0. However, the first thing I want to see is a couple of sentences describing the geomorphic feature which you want to study for your project.  Tell me where it is, and what you think it is.

Ok, now for our last effort with modeling.  Hopefully you have got your model working and this shouldn’t be too hard.  The first 2 questions should be quick and easy.  Question 3 is just to get Reynolds numbers in your mind.  Question 4 is only for those of you that are not struggling with the modeling, even though it is a lot of work I will only give 1 mark for the entire 4th question.

hw6s 

1. The above figure is a cross-section of two gulleys in the Laramie Basin, separated by a remnant pile of erodable material 5m high, with dimensions as above. Model the behavior of the interfluve, under the process of just rainsplash. Assume the erosion rate, C, is as in previous problems. And assume points A and B don't move up or down. (hint: this just requires rewriting the initial topography in the previous homework).  Run your model until the hillcrest is lower than point A.  At what time does this occur?  (Hint: this problem is very similar to the previous homework, but the time is much longer.  You may run out of room in your spreadsheet!  You might need to write this so that every 10,000 years or whatever, you start over again, by moving the final elevations back to column A, and starting again)

2. Now assume points A and B are the locations of small streams. Point A is eroding downward at 1m per 5000years, but B is not eroding. What happens to the interfluve and streams over time?  Specifically, when will the stream at A capture the stream at B?  (Hint, what you need to do is change the Boundary Condition [BC] at the location of A.  The way to do this is to move the elevation of A down the appropriate amount with each time step.  Other than that, the problem is again similar to the previous problem)

3.  Estimate Reynolds numbers, and use them to describe the state of turbulence in the region of:

a)    ·        the Laramie River,

b)    ·        a grain of 1mm sand falling at 5cm/sec in the Laramie River,

c)    ·        a grain of 1mm sand on the bed of the Laramie River, (the trick is to figure out which velocity to use)

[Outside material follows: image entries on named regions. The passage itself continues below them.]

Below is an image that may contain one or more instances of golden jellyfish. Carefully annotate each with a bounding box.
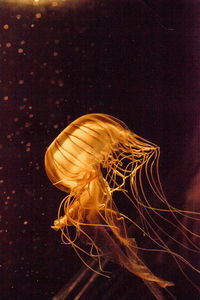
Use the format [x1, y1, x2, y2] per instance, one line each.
[45, 113, 199, 299]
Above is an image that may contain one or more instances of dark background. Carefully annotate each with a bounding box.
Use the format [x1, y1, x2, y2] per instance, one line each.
[0, 0, 200, 300]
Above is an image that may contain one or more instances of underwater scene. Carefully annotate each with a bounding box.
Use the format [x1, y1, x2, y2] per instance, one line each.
[0, 0, 200, 300]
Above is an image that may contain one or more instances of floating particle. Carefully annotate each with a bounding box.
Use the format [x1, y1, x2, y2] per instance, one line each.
[6, 42, 12, 48]
[51, 1, 58, 7]
[58, 79, 64, 87]
[35, 13, 42, 19]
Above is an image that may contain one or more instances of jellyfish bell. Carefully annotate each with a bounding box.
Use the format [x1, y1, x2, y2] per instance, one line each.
[45, 114, 199, 299]
[45, 114, 156, 192]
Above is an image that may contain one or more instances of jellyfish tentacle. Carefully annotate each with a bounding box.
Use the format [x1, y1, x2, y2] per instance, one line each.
[45, 114, 200, 300]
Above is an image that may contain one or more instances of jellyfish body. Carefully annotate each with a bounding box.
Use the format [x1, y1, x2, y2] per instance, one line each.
[45, 114, 199, 299]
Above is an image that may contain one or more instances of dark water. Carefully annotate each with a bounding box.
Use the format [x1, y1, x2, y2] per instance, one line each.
[0, 0, 200, 300]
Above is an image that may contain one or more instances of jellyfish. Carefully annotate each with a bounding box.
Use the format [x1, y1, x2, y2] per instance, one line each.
[45, 113, 199, 299]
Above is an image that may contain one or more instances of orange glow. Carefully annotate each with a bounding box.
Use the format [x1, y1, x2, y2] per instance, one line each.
[45, 114, 199, 299]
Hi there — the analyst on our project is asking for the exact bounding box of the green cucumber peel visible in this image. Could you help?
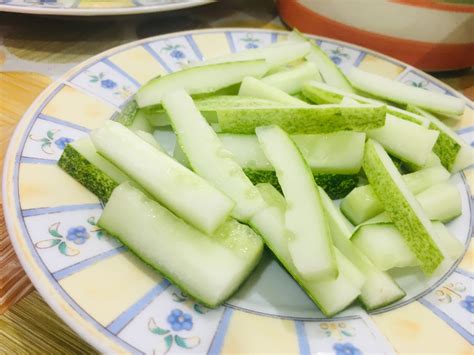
[363,139,443,275]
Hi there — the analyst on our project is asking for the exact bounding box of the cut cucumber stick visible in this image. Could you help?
[262,62,322,95]
[407,105,474,173]
[163,90,264,221]
[363,139,443,275]
[288,31,354,92]
[256,126,338,280]
[341,97,439,166]
[341,166,450,225]
[250,184,360,317]
[217,105,386,134]
[91,121,234,233]
[135,60,268,107]
[58,136,130,202]
[320,190,405,310]
[351,222,464,270]
[239,77,308,106]
[218,132,365,174]
[348,67,465,115]
[98,183,263,307]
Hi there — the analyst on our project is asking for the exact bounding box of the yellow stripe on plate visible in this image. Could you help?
[221,311,299,354]
[59,252,163,326]
[109,46,166,84]
[193,33,231,60]
[19,163,99,209]
[372,302,472,354]
[42,86,115,129]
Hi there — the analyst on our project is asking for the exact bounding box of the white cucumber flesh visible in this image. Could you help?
[407,106,474,173]
[362,139,443,275]
[196,42,310,69]
[239,77,308,106]
[348,67,465,115]
[91,121,234,233]
[250,184,360,317]
[135,60,268,107]
[320,189,405,310]
[256,126,338,280]
[288,31,354,92]
[69,136,130,184]
[351,223,419,271]
[367,114,439,165]
[98,183,263,307]
[433,222,465,260]
[341,166,450,225]
[262,62,322,95]
[135,130,166,153]
[163,90,264,221]
[217,105,386,134]
[416,182,462,223]
[218,131,365,174]
[341,97,439,166]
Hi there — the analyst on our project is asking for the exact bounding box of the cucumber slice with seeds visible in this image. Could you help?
[288,30,354,92]
[341,96,439,166]
[407,105,474,173]
[348,67,465,115]
[320,189,405,310]
[239,77,308,106]
[250,184,360,317]
[91,121,234,233]
[362,139,443,275]
[98,183,263,307]
[217,105,386,134]
[262,62,322,95]
[58,136,126,202]
[341,166,450,225]
[351,223,420,271]
[256,126,338,280]
[163,90,264,221]
[135,60,268,107]
[218,131,365,174]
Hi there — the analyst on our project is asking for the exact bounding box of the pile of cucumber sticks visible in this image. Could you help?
[58,32,474,316]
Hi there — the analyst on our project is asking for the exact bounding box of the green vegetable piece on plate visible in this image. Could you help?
[363,139,443,275]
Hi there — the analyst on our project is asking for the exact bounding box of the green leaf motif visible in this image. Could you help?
[48,222,63,238]
[58,242,79,256]
[172,291,188,303]
[148,318,170,335]
[174,335,201,349]
[35,239,61,249]
[87,217,97,226]
[193,303,209,314]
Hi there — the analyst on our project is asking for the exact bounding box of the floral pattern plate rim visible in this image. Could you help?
[3,28,474,354]
[0,0,215,16]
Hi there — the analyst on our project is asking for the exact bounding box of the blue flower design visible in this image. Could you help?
[54,137,74,150]
[245,42,258,49]
[332,343,362,355]
[100,79,117,89]
[461,296,474,313]
[331,55,342,65]
[66,226,89,245]
[166,309,193,332]
[170,49,186,59]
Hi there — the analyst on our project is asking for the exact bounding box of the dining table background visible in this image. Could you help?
[0,0,474,354]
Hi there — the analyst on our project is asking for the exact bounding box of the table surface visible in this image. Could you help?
[0,0,474,354]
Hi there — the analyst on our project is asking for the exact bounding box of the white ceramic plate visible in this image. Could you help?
[0,0,214,16]
[3,29,474,355]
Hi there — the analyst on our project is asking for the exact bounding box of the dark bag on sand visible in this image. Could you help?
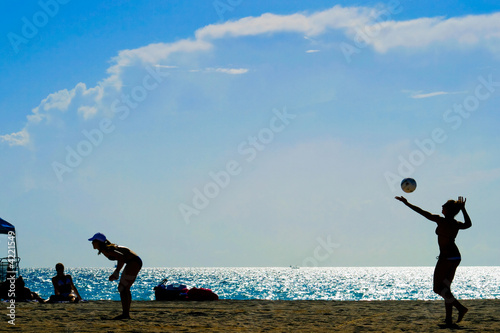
[187,288,219,301]
[153,282,187,301]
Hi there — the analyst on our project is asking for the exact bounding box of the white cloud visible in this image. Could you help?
[0,128,30,146]
[0,5,500,145]
[363,13,500,53]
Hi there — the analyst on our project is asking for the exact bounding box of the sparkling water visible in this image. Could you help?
[21,266,500,300]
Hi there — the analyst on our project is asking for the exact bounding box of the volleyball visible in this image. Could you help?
[401,178,417,193]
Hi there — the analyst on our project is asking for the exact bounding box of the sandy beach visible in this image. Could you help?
[0,300,500,332]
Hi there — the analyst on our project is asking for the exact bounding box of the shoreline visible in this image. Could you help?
[6,299,500,332]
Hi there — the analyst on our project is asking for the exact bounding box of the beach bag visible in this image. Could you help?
[187,288,219,301]
[153,282,188,301]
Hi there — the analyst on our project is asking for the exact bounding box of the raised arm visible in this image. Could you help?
[395,197,439,222]
[459,199,472,229]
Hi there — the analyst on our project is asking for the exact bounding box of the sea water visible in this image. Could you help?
[21,266,500,301]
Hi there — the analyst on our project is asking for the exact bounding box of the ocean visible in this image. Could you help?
[21,266,500,301]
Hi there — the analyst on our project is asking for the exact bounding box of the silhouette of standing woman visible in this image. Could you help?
[396,197,472,327]
[89,232,142,320]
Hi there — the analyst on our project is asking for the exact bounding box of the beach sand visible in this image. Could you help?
[4,300,500,332]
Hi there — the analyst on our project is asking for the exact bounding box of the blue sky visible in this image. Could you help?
[0,0,500,267]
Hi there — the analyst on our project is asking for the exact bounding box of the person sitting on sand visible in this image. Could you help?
[396,197,472,327]
[47,263,82,303]
[89,232,142,320]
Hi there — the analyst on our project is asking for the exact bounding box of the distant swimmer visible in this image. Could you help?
[89,232,142,320]
[396,197,472,327]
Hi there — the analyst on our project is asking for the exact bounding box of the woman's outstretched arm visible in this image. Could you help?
[395,196,439,222]
[459,199,472,229]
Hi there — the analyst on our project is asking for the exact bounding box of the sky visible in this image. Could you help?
[0,0,500,267]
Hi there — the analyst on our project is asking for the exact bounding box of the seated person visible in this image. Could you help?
[48,263,82,303]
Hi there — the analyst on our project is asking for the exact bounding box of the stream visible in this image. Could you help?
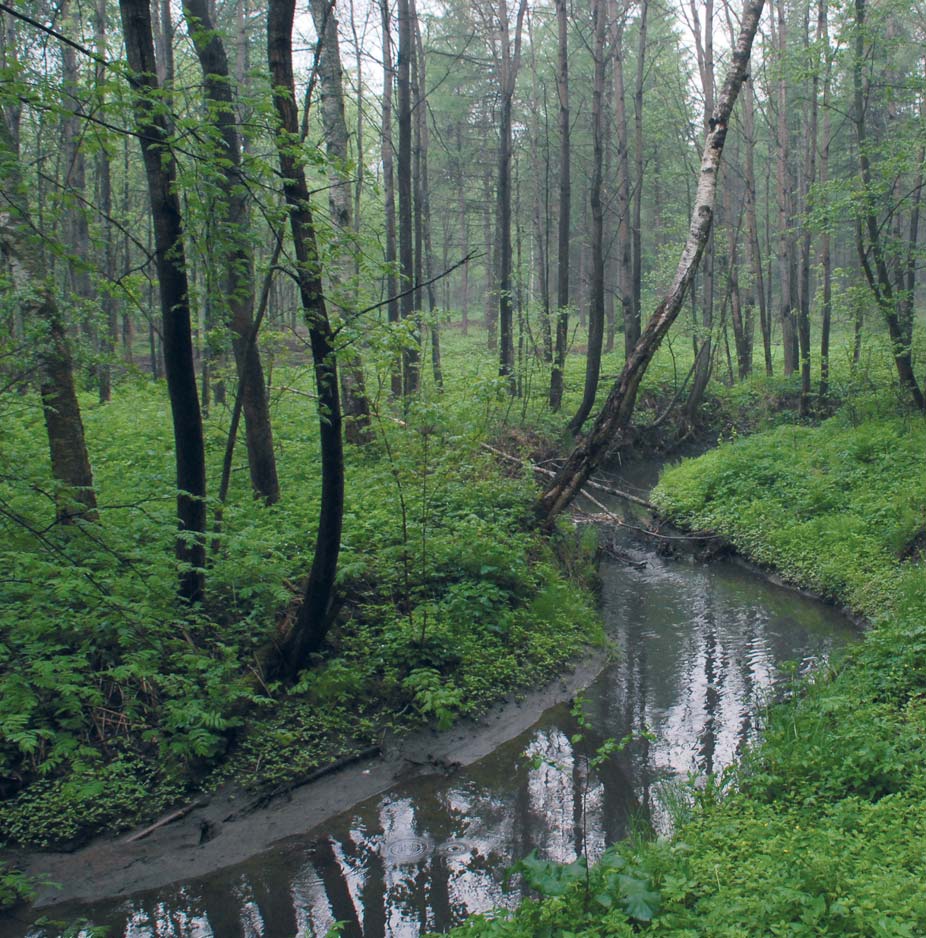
[9,472,858,938]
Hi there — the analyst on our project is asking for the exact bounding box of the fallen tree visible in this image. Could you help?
[537,0,764,526]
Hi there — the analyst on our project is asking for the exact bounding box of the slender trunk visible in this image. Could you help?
[569,0,604,434]
[536,0,764,526]
[495,0,527,393]
[267,0,344,676]
[93,0,117,403]
[380,0,402,397]
[183,0,280,504]
[611,0,640,359]
[550,0,572,413]
[119,0,206,602]
[852,0,926,410]
[396,0,420,397]
[411,0,444,388]
[0,115,97,524]
[631,0,652,320]
[310,0,373,445]
[797,3,826,415]
[743,75,772,377]
[772,0,798,376]
[685,0,716,424]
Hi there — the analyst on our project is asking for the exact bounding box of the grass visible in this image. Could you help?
[458,386,926,938]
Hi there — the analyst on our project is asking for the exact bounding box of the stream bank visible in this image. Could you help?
[0,452,854,938]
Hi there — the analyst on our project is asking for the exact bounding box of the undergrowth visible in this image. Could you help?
[0,344,600,864]
[456,396,926,938]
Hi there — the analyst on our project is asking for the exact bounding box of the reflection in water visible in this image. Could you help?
[30,516,852,938]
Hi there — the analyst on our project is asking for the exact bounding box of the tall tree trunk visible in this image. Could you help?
[772,0,798,376]
[495,0,527,393]
[611,0,640,360]
[380,0,402,397]
[0,115,97,524]
[631,0,648,322]
[61,0,95,356]
[820,52,833,400]
[685,0,716,425]
[569,0,604,434]
[743,72,772,377]
[852,0,926,410]
[267,0,344,676]
[93,0,117,403]
[411,0,444,388]
[396,0,420,397]
[536,0,764,526]
[797,3,826,415]
[550,0,572,413]
[119,0,206,602]
[183,0,280,505]
[310,0,373,445]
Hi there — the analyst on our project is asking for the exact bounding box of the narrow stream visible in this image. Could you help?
[14,476,857,938]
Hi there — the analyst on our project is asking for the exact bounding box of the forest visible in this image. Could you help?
[0,0,926,938]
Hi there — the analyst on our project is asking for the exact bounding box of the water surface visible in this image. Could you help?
[16,490,856,938]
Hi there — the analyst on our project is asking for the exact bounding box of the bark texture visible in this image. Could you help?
[183,0,280,504]
[267,0,344,676]
[119,0,206,602]
[536,0,764,525]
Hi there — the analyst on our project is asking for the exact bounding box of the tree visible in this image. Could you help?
[569,0,607,433]
[267,0,344,676]
[183,0,280,504]
[852,0,926,410]
[119,0,206,603]
[0,114,97,524]
[493,0,527,393]
[550,0,572,413]
[536,0,764,525]
[311,0,373,444]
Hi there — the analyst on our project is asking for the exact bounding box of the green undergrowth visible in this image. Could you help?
[0,360,601,864]
[450,397,926,938]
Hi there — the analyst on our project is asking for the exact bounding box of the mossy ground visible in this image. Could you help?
[460,397,926,938]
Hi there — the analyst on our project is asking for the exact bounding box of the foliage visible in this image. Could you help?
[459,398,926,938]
[0,346,600,876]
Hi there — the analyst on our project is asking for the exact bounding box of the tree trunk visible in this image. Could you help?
[685,0,716,425]
[631,0,648,322]
[495,0,527,393]
[536,0,764,526]
[93,0,118,404]
[569,0,604,434]
[380,0,402,397]
[0,115,97,524]
[397,0,420,397]
[743,72,772,377]
[267,0,344,677]
[411,0,444,388]
[183,0,280,505]
[797,3,826,415]
[550,0,572,413]
[611,0,640,360]
[119,0,206,602]
[310,0,373,445]
[852,0,926,410]
[772,0,798,376]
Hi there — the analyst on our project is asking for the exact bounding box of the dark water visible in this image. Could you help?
[18,486,856,938]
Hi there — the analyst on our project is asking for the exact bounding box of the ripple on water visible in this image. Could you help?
[383,837,431,863]
[437,840,471,857]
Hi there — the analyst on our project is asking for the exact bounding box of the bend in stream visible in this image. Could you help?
[9,468,857,938]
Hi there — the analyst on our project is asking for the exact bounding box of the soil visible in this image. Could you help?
[0,649,607,908]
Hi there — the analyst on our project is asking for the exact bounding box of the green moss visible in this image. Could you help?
[460,403,926,938]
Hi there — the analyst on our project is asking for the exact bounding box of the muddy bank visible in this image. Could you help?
[0,649,607,916]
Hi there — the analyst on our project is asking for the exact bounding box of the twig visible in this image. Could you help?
[123,801,208,844]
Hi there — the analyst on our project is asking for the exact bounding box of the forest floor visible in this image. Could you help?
[458,384,926,938]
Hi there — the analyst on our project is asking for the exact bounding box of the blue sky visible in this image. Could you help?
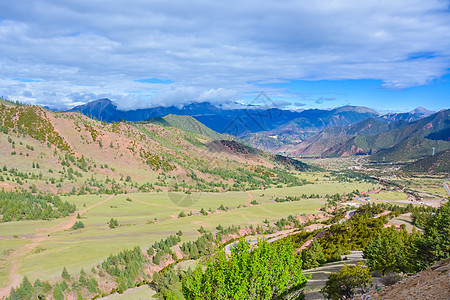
[0,0,450,112]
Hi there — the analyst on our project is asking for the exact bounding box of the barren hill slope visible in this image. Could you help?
[0,105,307,193]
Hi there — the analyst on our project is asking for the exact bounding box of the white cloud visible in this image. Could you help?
[0,0,450,109]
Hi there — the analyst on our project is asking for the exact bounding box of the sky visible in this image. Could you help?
[0,0,450,112]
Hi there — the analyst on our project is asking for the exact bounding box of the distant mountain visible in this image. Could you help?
[403,150,450,173]
[285,110,450,161]
[0,100,310,194]
[71,99,380,136]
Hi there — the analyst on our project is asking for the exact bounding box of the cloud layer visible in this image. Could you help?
[0,0,450,109]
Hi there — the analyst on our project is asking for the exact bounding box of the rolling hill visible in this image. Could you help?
[403,150,450,173]
[71,99,380,137]
[284,110,450,161]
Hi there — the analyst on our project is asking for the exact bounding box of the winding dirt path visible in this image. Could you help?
[0,195,114,299]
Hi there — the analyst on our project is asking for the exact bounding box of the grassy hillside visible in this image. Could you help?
[403,150,450,173]
[286,110,450,161]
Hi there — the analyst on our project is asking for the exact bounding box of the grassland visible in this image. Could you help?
[371,191,408,201]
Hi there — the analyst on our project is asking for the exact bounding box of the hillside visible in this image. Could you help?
[286,118,408,155]
[284,110,450,161]
[0,105,312,194]
[71,99,380,136]
[369,258,450,300]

d)    ·        the weather (atmosphere) above Laramie, (the trick is to figure out the D, distance to use)

e)    ·        a cup of coffee as you add cream,

f)     ·        a water squirt gun nozzle,

g)    ·        a swimming amoeba.

4. (this weeks geomorph puzzle) Model the figure above for sheetwash and rainsplash. Use a Dsheetwash as in previous problems.  Model the evolution for 20,000yrs.  (Hints, you need to move the x origin to the top of the bump.  With the origin x=0 at the hill crest your model should work for the right hand slope down to  B, but you may have problems with the left hand slope because the x distances are negative.  You can solve this two ways: one is to just make all the x values be positive in the leftward direction, this should work and is the easy method.  The more elegant method is to be very careful with the signs, in particular remember that Dx is negative.  If you are careful, this approach will also work.)  The answer to this question is a plot of the profile.

Good luck, ask your friends, and then ask me, if you have trouble.  Question 4 is fairly advanced stuff.